The suburb of Kadıköy makes for a surprisingly enjoyable outing from the European side of the city. It’s a lively place, with some great shops, restaurants, bars and cinemas. One of the area’s charms is its local feel – which is hardly surprising, as unlike in Sultanahmet or Beyoulu, most of the people out and about here are residents. Towards the end of the nineteenth century, when the introduction of steam-driven ferries made it feasible to commute across the Bosphorus, Kadıköy became a popular residential area for foreign businesspeople and wealthy Greeks and Armenians. Their most visible legacy is the churches southeast of the ferry terminal. There’s a scattering of older constructions amid the concrete: look out for the tall, narrow curves of the cream Art Deco-style Kuru Kahveci Mehmet Efendi building, home to the famous purveyor of Turkish Coffee, and the beautifully restored Süreyya Opera House on Bahariye Caddesi (see p.130); dating back to 1927, its ornate Neoclassical facade is adorned with relief-work pilasters, cherubs and classical-style theatre masks.

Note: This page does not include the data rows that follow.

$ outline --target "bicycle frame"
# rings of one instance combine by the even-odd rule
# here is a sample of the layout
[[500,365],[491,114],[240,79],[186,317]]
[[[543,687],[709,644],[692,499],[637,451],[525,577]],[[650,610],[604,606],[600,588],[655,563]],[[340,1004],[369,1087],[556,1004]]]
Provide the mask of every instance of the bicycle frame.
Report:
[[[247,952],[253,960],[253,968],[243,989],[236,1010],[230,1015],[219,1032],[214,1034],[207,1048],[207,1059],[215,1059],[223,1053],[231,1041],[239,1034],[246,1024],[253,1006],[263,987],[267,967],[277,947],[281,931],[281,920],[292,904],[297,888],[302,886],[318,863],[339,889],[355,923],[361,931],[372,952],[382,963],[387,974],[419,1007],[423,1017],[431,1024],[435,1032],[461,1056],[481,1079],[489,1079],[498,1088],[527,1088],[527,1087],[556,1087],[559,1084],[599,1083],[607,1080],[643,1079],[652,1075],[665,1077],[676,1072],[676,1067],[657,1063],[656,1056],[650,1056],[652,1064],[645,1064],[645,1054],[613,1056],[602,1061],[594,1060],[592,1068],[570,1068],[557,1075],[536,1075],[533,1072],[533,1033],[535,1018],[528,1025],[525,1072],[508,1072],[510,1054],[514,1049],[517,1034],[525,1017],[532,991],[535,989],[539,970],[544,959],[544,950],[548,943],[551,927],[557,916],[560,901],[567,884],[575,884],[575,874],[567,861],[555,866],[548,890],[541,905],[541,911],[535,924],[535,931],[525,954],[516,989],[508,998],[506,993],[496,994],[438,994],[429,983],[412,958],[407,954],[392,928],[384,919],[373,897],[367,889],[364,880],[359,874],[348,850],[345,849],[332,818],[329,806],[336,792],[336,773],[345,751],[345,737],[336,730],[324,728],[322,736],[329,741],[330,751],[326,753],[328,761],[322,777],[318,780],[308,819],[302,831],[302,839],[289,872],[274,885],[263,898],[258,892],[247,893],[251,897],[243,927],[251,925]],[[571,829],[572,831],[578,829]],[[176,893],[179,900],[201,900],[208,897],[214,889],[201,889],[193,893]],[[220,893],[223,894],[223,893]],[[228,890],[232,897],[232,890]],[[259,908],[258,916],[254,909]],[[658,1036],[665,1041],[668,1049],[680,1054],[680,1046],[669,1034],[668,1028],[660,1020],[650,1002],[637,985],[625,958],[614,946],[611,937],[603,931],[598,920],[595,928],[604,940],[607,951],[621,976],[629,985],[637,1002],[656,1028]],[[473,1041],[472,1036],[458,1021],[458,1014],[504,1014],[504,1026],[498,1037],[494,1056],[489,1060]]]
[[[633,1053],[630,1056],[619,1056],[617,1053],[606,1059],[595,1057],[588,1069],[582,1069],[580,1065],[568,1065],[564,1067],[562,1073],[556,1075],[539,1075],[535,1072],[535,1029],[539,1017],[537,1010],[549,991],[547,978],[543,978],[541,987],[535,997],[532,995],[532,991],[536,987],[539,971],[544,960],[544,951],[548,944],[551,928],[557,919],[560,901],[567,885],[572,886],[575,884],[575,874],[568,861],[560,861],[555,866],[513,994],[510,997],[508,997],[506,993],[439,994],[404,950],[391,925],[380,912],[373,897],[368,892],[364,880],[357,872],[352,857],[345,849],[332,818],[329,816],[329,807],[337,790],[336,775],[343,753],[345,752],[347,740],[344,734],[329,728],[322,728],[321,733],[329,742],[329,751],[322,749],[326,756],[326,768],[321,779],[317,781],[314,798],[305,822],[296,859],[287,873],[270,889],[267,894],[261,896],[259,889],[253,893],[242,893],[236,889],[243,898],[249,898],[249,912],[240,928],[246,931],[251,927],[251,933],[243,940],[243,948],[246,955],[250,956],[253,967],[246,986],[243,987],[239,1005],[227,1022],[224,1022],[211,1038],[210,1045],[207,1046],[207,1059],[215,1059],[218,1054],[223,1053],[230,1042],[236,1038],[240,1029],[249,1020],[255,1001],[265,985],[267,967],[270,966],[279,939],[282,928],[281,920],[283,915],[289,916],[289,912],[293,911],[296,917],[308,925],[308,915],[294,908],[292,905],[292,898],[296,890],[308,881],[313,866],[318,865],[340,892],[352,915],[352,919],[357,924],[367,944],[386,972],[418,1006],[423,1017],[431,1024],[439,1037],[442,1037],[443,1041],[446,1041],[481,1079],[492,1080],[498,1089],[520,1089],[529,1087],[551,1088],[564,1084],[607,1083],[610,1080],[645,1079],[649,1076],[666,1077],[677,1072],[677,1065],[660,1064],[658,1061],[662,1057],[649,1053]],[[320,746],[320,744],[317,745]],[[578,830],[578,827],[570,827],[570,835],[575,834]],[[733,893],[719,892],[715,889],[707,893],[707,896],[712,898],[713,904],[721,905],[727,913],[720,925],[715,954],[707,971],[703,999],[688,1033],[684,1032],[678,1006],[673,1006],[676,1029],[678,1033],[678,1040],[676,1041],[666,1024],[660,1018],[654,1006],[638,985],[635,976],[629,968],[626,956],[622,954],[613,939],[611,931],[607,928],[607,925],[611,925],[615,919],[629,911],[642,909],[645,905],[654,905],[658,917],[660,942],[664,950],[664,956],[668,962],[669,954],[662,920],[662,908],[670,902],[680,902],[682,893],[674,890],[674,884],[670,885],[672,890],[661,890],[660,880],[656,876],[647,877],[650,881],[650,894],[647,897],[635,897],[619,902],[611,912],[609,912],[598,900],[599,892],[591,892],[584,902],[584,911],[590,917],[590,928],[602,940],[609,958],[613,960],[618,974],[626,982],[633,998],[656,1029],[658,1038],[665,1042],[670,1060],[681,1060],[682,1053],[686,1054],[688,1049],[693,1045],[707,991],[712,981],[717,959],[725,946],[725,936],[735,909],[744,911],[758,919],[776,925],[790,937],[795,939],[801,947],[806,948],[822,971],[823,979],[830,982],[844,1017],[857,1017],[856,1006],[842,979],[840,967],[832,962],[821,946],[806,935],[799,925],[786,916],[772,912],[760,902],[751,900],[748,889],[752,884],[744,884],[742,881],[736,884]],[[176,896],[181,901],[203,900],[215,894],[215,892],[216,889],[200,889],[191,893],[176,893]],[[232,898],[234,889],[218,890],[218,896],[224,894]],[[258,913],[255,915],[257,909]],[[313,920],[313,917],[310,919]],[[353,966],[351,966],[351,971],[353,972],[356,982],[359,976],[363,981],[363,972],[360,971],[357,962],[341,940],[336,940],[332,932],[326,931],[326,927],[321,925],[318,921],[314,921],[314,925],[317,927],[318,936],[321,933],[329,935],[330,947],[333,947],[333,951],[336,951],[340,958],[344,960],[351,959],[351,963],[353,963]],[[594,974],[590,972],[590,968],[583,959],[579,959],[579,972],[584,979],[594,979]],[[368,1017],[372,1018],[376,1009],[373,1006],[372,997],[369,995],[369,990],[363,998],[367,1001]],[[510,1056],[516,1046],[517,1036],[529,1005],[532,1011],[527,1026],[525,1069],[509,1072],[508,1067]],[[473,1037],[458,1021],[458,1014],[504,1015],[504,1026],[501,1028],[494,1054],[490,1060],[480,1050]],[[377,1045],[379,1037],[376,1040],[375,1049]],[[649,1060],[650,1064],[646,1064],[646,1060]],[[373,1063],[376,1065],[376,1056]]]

Most sites of interest in Kadıköy are located between the waterfront Sahil Yolu (coast road) and Bahariye Caddesi, a right turn off Söğütlüceşme Caddesi, the steep, wide street that leads uphill from the ferry terminal. The two latter streets have their own tram, a grittier version of İstiklal Caddesi; indeed, the area bounded by Söğütlüceşme Caddesi to the north, Bahariye and Emın Bey caddesis to the east and south and the Bosphorus waterfront to the west is becoming a mini-Beyoğlu, with a similar mix of alternative-clothing outlets, bookstores and bric-a-brac shops dotted among the cafés and restaurants that spill out onto jam-packed pedestrianized streets. It’s also a great area for shopping, especially for spices, coffee, olives, dried fruit, nuts, Turkish delight and other goodies, in the colourful permanent market centred on Guneşlibahçe Sokak.